The tragedy underscores the deep regional political rivalries confronting the BJP, even after its triumphant performance in state elections elsewhere this month. The incumbent TMC was reelected in a landslide in 2021, and Banerjee has been chief minister since 2011.
Quote of the Week
“Democracies need to stand together and evolve their position vis-à-vis Russia because of the choices Putin has made.”
—Victoria Nuland, the U.S. undersecretary of state for political affairs, speaking to India’s NDTV
Under the Radar
South Asia’s worst economic crisis rages on in Sri Lanka, but the country may find some relief via deepening India-China competition in the region. Last week, Sri Lankan Finance Minister Basil Rajapaksa traveled to India to finalize a $1 billion line of credit that will allow for food and medical assistance. Just a few days later, China’s ambassador to Sri Lanka, Qi Zhenhong, said Beijing is considering a request from Colombo for a $2.5 billion assistance package, including a $1.5 billion credit line.
China is already a major financial supporter of Sri Lanka, with about $3.4 billion in current loans, which do not include loans to state-owned businesses. Qi said Beijing has also provided $2.8 billion in financial assistance since the start of the pandemic. But India has made its own economic contributions, including investments in infrastructure, energy, and manufacturing. During a trip to New Delhi in January, Rajapaksa called for even more assistance.
Late last year, after Chinese fertilizer shipments to Sri Lanka were found to be contaminated, India’s air force swooped in and airlifted tens of thousands of kilograms of fertilizer to Sri Lanka. Colombo would prefer to avoid getting caught up in the India-China strategic tug of war, but it does open up possibilities for increased financial assistance when the country can use all the help it can get.
In the Dhaka Tribune, anthropology student Anas Ibna Rahman identifies the damaging environmental impacts of urbanization in Bangladesh, from deforestation to water pollution. “Overexploitation for urbanization and development projects create shortages” of critical resources, he warns. “The aftermath of unplanned urbanization is not promising.”

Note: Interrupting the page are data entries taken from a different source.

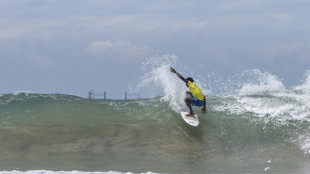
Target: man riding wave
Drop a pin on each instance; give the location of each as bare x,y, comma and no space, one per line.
194,95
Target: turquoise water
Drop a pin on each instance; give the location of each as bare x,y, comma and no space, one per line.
239,134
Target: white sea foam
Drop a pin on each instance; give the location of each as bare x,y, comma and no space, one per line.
260,82
159,78
305,86
63,172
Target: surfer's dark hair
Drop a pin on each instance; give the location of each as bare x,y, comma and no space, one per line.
190,79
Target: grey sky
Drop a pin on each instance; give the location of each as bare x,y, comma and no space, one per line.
72,46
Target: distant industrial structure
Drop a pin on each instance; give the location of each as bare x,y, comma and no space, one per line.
93,95
103,95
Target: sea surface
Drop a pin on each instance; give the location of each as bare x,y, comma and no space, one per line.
255,126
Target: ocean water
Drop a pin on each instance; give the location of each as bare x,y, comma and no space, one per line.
255,125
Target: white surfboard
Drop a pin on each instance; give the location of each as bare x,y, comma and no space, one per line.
190,120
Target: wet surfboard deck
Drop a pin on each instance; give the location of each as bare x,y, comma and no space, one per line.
190,120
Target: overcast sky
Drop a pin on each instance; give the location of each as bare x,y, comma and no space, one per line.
72,46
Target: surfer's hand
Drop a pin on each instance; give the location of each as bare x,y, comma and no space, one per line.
203,110
173,70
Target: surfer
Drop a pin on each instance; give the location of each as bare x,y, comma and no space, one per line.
194,95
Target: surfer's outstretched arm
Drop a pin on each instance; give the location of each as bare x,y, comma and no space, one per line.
179,75
204,109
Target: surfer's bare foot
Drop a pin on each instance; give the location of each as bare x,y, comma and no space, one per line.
190,115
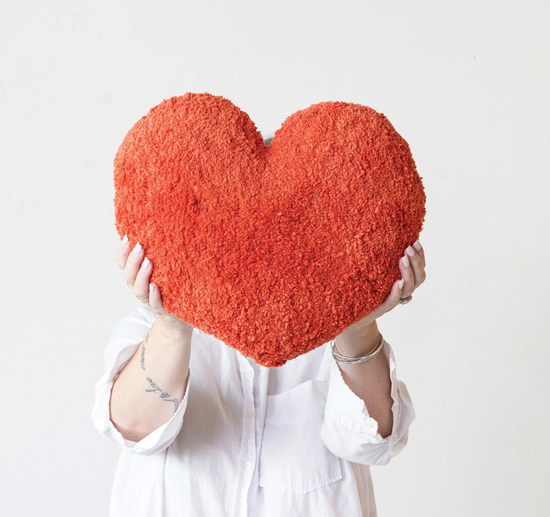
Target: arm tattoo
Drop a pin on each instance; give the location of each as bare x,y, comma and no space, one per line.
165,396
143,351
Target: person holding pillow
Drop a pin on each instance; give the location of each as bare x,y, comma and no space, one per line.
205,431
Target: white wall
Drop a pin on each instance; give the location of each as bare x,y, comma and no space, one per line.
466,83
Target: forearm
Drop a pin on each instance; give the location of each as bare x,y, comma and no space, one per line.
370,380
149,389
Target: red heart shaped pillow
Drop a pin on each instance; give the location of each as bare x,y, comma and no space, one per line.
273,250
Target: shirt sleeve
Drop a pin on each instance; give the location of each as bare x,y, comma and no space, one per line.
349,431
122,344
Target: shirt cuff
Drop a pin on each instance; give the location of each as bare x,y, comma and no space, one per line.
124,342
348,413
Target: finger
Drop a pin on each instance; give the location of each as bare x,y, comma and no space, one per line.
141,284
155,299
407,274
420,250
391,301
417,266
133,264
123,252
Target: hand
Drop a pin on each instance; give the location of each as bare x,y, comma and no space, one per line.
412,266
137,274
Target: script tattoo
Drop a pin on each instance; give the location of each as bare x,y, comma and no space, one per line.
165,396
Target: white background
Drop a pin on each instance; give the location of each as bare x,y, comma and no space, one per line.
465,83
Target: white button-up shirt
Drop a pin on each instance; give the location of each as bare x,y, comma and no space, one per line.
248,440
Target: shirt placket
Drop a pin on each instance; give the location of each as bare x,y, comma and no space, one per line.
248,456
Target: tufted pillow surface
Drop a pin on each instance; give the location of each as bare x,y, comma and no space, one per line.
273,249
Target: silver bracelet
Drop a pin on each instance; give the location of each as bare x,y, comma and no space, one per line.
342,359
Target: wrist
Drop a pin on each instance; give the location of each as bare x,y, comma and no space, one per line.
174,328
358,341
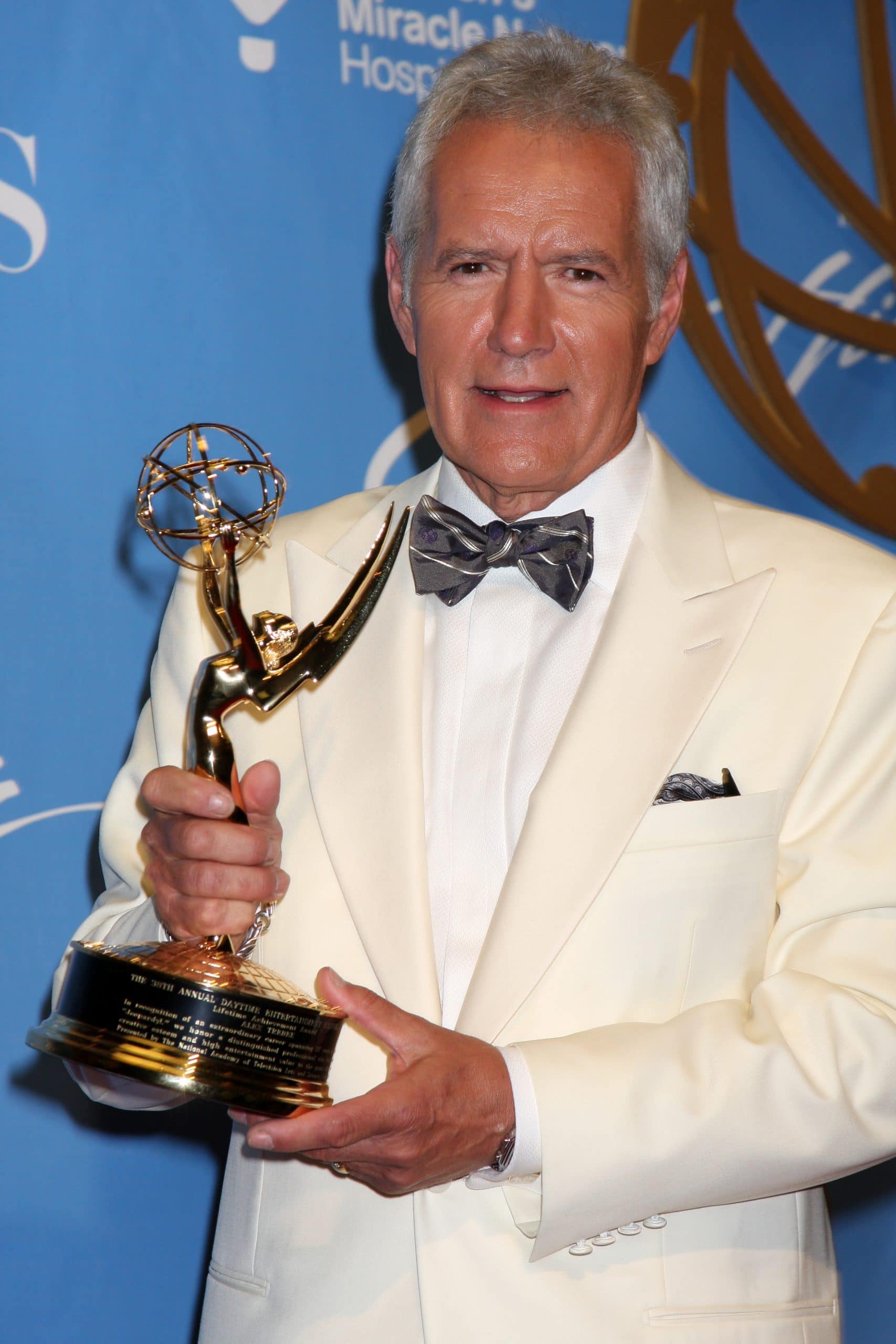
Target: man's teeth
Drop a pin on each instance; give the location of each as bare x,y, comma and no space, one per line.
516,397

An editorial in the Kathmandu Post warns of the risks to Nepal if its economic policy places too much emphasis on tourism and remittances. “We need robust policies to shield us from the downsides of an apocalyptic economic crisis [like the one] affecting Sri Lanka, which could quite honestly have plagued Nepal,” it argues.
In South Asian Voices, researcher Namra Naseer explains the dynamics driving Pakistan’s neutral position on the war in Ukraine. She argues that the “trajectory of Pakistan’s relations with the West, especially the United States, laid the groundwork for Pakistan’s muted response to the invasion of Ukraine.”